I went to my first triathlon and saw the faces of the people as they crossed the finish line. Despite the heat, the pain and the drama of the competition, they were smiling, crying and had something I didn’t have: pride in an accomplishment.
I signed up for a super-sprint distance triathlon before I even had a bike or had run a mile, and decided then and there that I was going to become a triathlon. Trained and trained, one excruciating mile at a time, and finally crossed my first finish line. The super-sprint is an incredibly short distance event, and I think I finished in 45 minutes. It was the first time in years I’d exercised for such a long time!
(Brave of me to post a bathing suit picture, huh?) It just took one triathlon to become hooked. I started signing up for every event I could find, taking on the slightly longer sprint distance events.

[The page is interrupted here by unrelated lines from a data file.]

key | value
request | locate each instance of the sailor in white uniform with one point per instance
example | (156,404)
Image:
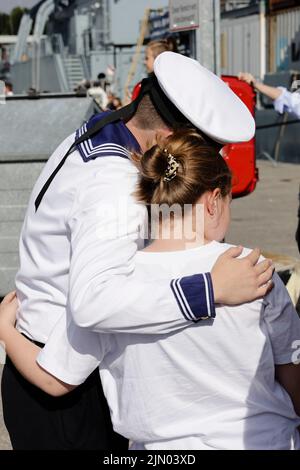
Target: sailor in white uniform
(81,233)
(210,385)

It didn’t always go well — check out this video that my dear husband captured during a race that took me off course, both literally and figuratively:
If you can’t hear what I said at the end, it was “oh my gosh, I ran an extra mile!” I’d gotten lost on the trail and had to double back. I’d had a miserable transition (as you can see, I took my sweet time getting on the bike!), had forgotten my snack and much, much more.
The high I felt after each event — whether I performed well or not — is something I’ll never forget, and I’ll constantly chase. It’s dangerous to search for new competitions in the days immediately following a triathlon, but doing that led me to sign up for my first 5K and two half marathons (which I’m currently training for.) And recently, I completed my first Olympic distance triathlon, which is a 1.5km swim, 40km bike and a 5.6mile run.
My tips for getting started?
- Just jump in. If you’re not a swimmer, get in the pool once a week and start to build up your stamina. No one cares what your stroke looks like — I’ve seen people do backstroke, float to take a break, doggie paddle and much more, even during events!
- Don’t buy before you try (tri!) — borrow a road or mountain bike for your first race. The road bike isn’t essential, and if you’re not going to fall in love with the sport, it’s better to find that out before you drop the cash on a bike and gear.
- Speaking of gear, if you are going to do a lot of cycling, make sure you invest in a good pair of padded bike shorts, a helmet and a bike pump. Learn to change your own tires. And, when you’re ready, consider getting cycling shoes. I did my first three triathlons in sneakers, and I was fine. But now that I have my shoes, I would never go back.
- If you’re not good at training on your own (my preference), find a group in your area. I guarantee you that there is a club, through your local running equipment or cycling store, or even through your gym.
- Sign up for a race and tell everyone you know that you’re doing it. Post it on your blog. Put it in your Christmas letter. Don’t keep it to yourself, because then it’s too easy to back out.
I hope you’ll see from my story that anyone — anyone! — can compete in triathlon. I’ve met cancer survivors, great-grandmothers, single fathers, teenagers and more at events and during training. I have found an internal drive that I never knew I had, and the best part is that it all adds up to that complete happy and HEALTHY person I always wanted to be.